My friend group had a breakup because one person had a video production business, got a friend's permission to show them in a video, then the friend changed their mind. Rather than simply talk to the video pal, they sent a takedown request to YouTube, threatening the business's existence.

@skyfaller

That is a problem, but structuring our lives and work around relationships gives us an incentive to learn relational skills and build stronger relationships to mitigate the problems.

@shauna I think what I was trying to get at is that open source offers / offered a promise of being able to build on code without depending on any specific personal or business relationship, that the work could continue without anyone being indispensable. You can see how that could be twisted to help capitalists, but it is also dangerous to communities for any person or group/corporation to be impossible to replace.

Forget friend breakups, what if the author dies... Can you invite helpers now?

@skyfaller

I think I understand your perspective here. But I also think that the tech industry, whether big tech or open source or crypto or AI, is constantly holding out the false promise that if you just use this tool or that tech, you won't have to worry about human relationships. And to me this is a pyrrhic victory, if it's even achievable at all. When tools replace relationships everything gets very fragile.

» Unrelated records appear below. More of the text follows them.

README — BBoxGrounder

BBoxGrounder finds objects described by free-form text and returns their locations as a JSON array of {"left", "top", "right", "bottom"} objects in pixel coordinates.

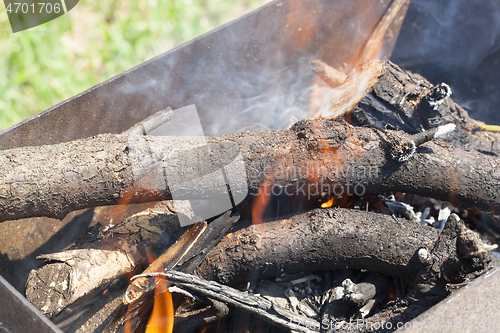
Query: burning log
[{"left": 0, "top": 110, "right": 498, "bottom": 223}]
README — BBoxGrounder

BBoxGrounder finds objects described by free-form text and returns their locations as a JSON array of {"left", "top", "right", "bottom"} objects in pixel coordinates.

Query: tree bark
[
  {"left": 1, "top": 62, "right": 499, "bottom": 222},
  {"left": 198, "top": 208, "right": 441, "bottom": 285},
  {"left": 1, "top": 116, "right": 499, "bottom": 223}
]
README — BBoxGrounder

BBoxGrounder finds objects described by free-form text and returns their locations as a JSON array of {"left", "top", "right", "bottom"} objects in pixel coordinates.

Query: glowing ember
[
  {"left": 321, "top": 198, "right": 334, "bottom": 208},
  {"left": 145, "top": 276, "right": 174, "bottom": 333}
]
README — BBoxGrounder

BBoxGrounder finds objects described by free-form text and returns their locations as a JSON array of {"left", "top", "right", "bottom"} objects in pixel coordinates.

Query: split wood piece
[
  {"left": 103, "top": 212, "right": 239, "bottom": 332},
  {"left": 101, "top": 222, "right": 209, "bottom": 333},
  {"left": 160, "top": 270, "right": 320, "bottom": 333},
  {"left": 198, "top": 208, "right": 441, "bottom": 286},
  {"left": 315, "top": 0, "right": 410, "bottom": 119},
  {"left": 125, "top": 211, "right": 240, "bottom": 302},
  {"left": 25, "top": 201, "right": 183, "bottom": 317},
  {"left": 1, "top": 63, "right": 500, "bottom": 222},
  {"left": 311, "top": 60, "right": 347, "bottom": 87}
]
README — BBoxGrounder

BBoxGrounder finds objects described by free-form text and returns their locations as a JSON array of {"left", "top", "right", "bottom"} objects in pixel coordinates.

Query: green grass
[{"left": 0, "top": 0, "right": 269, "bottom": 130}]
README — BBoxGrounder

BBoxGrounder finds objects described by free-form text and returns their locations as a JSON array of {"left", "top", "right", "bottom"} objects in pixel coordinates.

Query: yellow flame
[
  {"left": 321, "top": 198, "right": 334, "bottom": 208},
  {"left": 145, "top": 276, "right": 174, "bottom": 333},
  {"left": 251, "top": 175, "right": 273, "bottom": 224}
]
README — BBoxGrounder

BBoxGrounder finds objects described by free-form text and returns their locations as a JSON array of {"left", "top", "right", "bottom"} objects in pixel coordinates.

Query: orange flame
[
  {"left": 198, "top": 326, "right": 209, "bottom": 333},
  {"left": 251, "top": 175, "right": 274, "bottom": 225},
  {"left": 145, "top": 276, "right": 174, "bottom": 333},
  {"left": 310, "top": 0, "right": 410, "bottom": 120},
  {"left": 321, "top": 198, "right": 334, "bottom": 208}
]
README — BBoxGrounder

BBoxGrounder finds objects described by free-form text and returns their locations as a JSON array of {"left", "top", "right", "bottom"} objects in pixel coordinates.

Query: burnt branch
[
  {"left": 198, "top": 208, "right": 441, "bottom": 285},
  {"left": 1, "top": 116, "right": 499, "bottom": 223},
  {"left": 155, "top": 270, "right": 320, "bottom": 333},
  {"left": 198, "top": 208, "right": 497, "bottom": 307}
]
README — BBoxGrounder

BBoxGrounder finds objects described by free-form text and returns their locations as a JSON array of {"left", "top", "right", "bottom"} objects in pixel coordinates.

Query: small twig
[
  {"left": 124, "top": 108, "right": 174, "bottom": 136},
  {"left": 142, "top": 270, "right": 320, "bottom": 333},
  {"left": 383, "top": 123, "right": 456, "bottom": 162}
]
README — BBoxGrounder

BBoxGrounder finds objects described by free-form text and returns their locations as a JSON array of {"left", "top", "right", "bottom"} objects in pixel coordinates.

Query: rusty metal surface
[
  {"left": 0, "top": 274, "right": 62, "bottom": 333},
  {"left": 396, "top": 266, "right": 500, "bottom": 332},
  {"left": 0, "top": 0, "right": 398, "bottom": 150}
]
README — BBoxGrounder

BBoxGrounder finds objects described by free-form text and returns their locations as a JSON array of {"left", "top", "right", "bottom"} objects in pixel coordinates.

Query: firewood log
[
  {"left": 115, "top": 210, "right": 496, "bottom": 333},
  {"left": 0, "top": 61, "right": 499, "bottom": 223},
  {"left": 0, "top": 118, "right": 498, "bottom": 222},
  {"left": 197, "top": 208, "right": 440, "bottom": 285}
]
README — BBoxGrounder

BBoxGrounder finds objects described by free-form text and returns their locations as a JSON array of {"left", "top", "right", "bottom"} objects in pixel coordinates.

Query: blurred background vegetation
[{"left": 0, "top": 0, "right": 270, "bottom": 130}]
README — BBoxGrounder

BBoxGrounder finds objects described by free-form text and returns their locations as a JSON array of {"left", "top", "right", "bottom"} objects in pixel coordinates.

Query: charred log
[
  {"left": 198, "top": 209, "right": 497, "bottom": 289},
  {"left": 344, "top": 61, "right": 500, "bottom": 155},
  {"left": 197, "top": 208, "right": 441, "bottom": 285},
  {"left": 1, "top": 113, "right": 499, "bottom": 223},
  {"left": 328, "top": 214, "right": 499, "bottom": 333},
  {"left": 121, "top": 211, "right": 496, "bottom": 333}
]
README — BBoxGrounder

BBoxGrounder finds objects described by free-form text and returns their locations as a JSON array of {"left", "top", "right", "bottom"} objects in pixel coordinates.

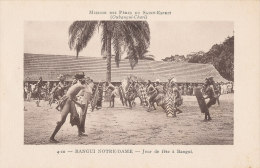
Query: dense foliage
[
  {"left": 162, "top": 36, "right": 234, "bottom": 81},
  {"left": 162, "top": 54, "right": 187, "bottom": 62}
]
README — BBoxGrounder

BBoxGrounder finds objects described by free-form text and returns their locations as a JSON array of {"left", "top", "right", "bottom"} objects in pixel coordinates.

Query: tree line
[{"left": 162, "top": 36, "right": 234, "bottom": 81}]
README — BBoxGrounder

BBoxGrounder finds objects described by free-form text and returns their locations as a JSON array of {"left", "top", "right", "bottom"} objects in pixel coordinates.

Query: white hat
[{"left": 156, "top": 79, "right": 160, "bottom": 83}]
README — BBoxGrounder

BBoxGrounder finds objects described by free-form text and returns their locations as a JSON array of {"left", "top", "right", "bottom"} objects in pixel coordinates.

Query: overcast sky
[{"left": 24, "top": 21, "right": 233, "bottom": 61}]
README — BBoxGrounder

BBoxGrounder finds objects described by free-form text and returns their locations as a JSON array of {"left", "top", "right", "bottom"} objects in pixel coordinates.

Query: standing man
[
  {"left": 57, "top": 74, "right": 67, "bottom": 97},
  {"left": 146, "top": 80, "right": 157, "bottom": 111},
  {"left": 24, "top": 82, "right": 31, "bottom": 101},
  {"left": 169, "top": 79, "right": 183, "bottom": 114},
  {"left": 50, "top": 74, "right": 68, "bottom": 107},
  {"left": 96, "top": 82, "right": 104, "bottom": 109},
  {"left": 216, "top": 82, "right": 221, "bottom": 105},
  {"left": 35, "top": 77, "right": 44, "bottom": 107},
  {"left": 155, "top": 79, "right": 164, "bottom": 94},
  {"left": 49, "top": 73, "right": 86, "bottom": 143},
  {"left": 91, "top": 81, "right": 104, "bottom": 110},
  {"left": 203, "top": 77, "right": 217, "bottom": 121},
  {"left": 208, "top": 77, "right": 220, "bottom": 105},
  {"left": 53, "top": 74, "right": 67, "bottom": 98},
  {"left": 105, "top": 82, "right": 116, "bottom": 108},
  {"left": 46, "top": 81, "right": 51, "bottom": 98}
]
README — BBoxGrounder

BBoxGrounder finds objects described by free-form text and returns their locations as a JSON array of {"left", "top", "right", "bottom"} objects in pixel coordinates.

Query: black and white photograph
[
  {"left": 1, "top": 1, "right": 260, "bottom": 168},
  {"left": 24, "top": 21, "right": 234, "bottom": 145}
]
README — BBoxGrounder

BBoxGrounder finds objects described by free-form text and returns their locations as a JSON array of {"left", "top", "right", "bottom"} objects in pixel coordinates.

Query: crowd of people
[
  {"left": 24, "top": 79, "right": 71, "bottom": 103},
  {"left": 24, "top": 73, "right": 233, "bottom": 142},
  {"left": 24, "top": 77, "right": 234, "bottom": 107},
  {"left": 172, "top": 82, "right": 233, "bottom": 96}
]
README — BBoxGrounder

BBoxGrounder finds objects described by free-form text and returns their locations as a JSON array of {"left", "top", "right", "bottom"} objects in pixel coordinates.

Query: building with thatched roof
[{"left": 24, "top": 53, "right": 228, "bottom": 83}]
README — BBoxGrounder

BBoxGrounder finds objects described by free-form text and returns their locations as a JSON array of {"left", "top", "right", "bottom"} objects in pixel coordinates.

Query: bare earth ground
[{"left": 24, "top": 94, "right": 233, "bottom": 145}]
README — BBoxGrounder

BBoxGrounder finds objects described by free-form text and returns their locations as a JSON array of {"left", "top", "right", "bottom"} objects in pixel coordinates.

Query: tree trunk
[
  {"left": 76, "top": 50, "right": 79, "bottom": 59},
  {"left": 106, "top": 33, "right": 112, "bottom": 82}
]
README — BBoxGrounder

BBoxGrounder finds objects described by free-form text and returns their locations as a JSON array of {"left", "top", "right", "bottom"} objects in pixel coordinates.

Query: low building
[{"left": 24, "top": 53, "right": 228, "bottom": 83}]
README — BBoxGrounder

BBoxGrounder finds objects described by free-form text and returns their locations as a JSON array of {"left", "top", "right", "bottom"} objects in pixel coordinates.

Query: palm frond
[
  {"left": 119, "top": 22, "right": 138, "bottom": 69},
  {"left": 68, "top": 21, "right": 151, "bottom": 82},
  {"left": 128, "top": 21, "right": 150, "bottom": 59},
  {"left": 100, "top": 21, "right": 110, "bottom": 58},
  {"left": 119, "top": 21, "right": 150, "bottom": 68},
  {"left": 112, "top": 22, "right": 126, "bottom": 67},
  {"left": 68, "top": 21, "right": 98, "bottom": 56}
]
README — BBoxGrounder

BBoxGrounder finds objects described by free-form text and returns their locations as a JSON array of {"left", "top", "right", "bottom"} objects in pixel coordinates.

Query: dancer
[
  {"left": 203, "top": 77, "right": 217, "bottom": 121},
  {"left": 75, "top": 78, "right": 94, "bottom": 135},
  {"left": 35, "top": 77, "right": 44, "bottom": 107},
  {"left": 49, "top": 73, "right": 86, "bottom": 143}
]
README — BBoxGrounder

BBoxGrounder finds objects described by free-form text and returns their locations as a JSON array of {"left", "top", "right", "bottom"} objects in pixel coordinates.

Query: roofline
[{"left": 24, "top": 53, "right": 213, "bottom": 66}]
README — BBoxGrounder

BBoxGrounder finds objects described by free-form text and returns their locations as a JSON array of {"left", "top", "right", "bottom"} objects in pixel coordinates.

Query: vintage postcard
[{"left": 0, "top": 0, "right": 259, "bottom": 168}]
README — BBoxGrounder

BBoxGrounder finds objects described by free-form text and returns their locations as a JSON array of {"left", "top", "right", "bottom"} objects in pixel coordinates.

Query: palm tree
[{"left": 68, "top": 21, "right": 150, "bottom": 82}]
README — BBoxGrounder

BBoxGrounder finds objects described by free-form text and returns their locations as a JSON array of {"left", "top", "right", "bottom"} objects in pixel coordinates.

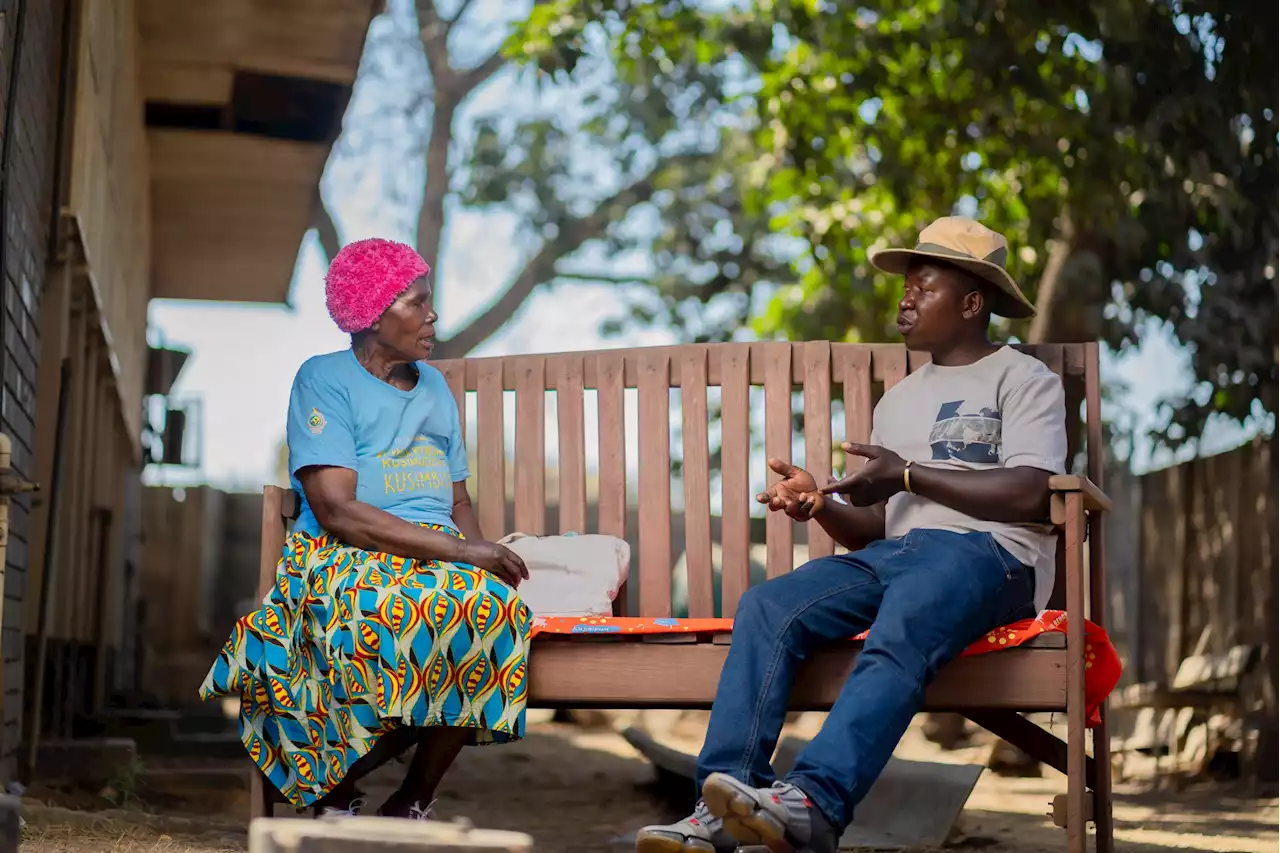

@zkat at first I was gonna say something like “but that will be hard to discover, especially to people new to the field/a topic or not well connected (yet)”. And while I do think some of that applies, it also sounds like an opportunity, like you say, for fostering community (not like search engines are really good these days anymore).
I love the idea of more chatty hubs around this where like minds find people in need / with a solution lying around, whilst excluding slopmongers.

@crypticcelery @zkat I had the same thought. This sounds like it'll make things harder to find without scaling it up. But not scaling up in any technical sense. And it turns out scaling up human relationships is called "community".

Where is this community and how can I become a part of it?

@zkat this is what i've been wanting to do yeah
@zkat less "free as in freedom" more "if you knock on my door and ask for help i'll give you dinner and a couch", yknow
@zkat nice and neighbourly
@zkat basically software mutual aid
@zkat a return to the early ARPANET model
@darius oldie but a goodie
@zkat you could have your code on a platform with a stronger moral compass, like codeberg, and license it under gplv3 to dissuade corporations

that's what i'm doing, at least
@zkat i feel it's also important to cultivate communities around this. ones that will go against corporate exploitation and stick up for eachother
@lumi so people can just train their models on it and then do a """clean room""" rewrite? No thanks. Also, I'm tired of doing free labor for companies. Even GPL stuff will get used by them.
@zkat i understand your concerns, i personally don't have an answer to the threat of slopcoding, just a bunch of thoughts. the whole ""clean room"" rewrite thing is so disgusting (tbh everything the tech industry currently does is disgusting...)

trying to keep our code out of the slop machines is, i feel, a losing battle, and we would sacrifice way more than we stand to gain in doing so

so i think it is more valuable to shame usage of genai,
especially shaming promotion of it. and to cultivate communities that stand against it
@zkat @lumi I don't even know if licenses matter any more to companies and their AI. They just slurp everything, ignore all licenses, and declare it as "fair use". I agree that as much as I want to share my stuff, I also don't want to be doing free labor at that scale either.

@zkat

Open source with added AI is a "Dead Fork"

And don't just delete, copy 0 and 1s over it.

@zkat This is actually awesome. It's like old school tape trading but for code.
@zkat If we can solve the hardest problem in computer science, transferring a file from one computer to another, this sounds like a pretty good and community-friendly scheme.
@federicomena tbh it's not that hard. Just use private repos and grant even temporary access to fellow maintainers on a needs-based basis. For extra points, scope that access to certain subtrees of the repo.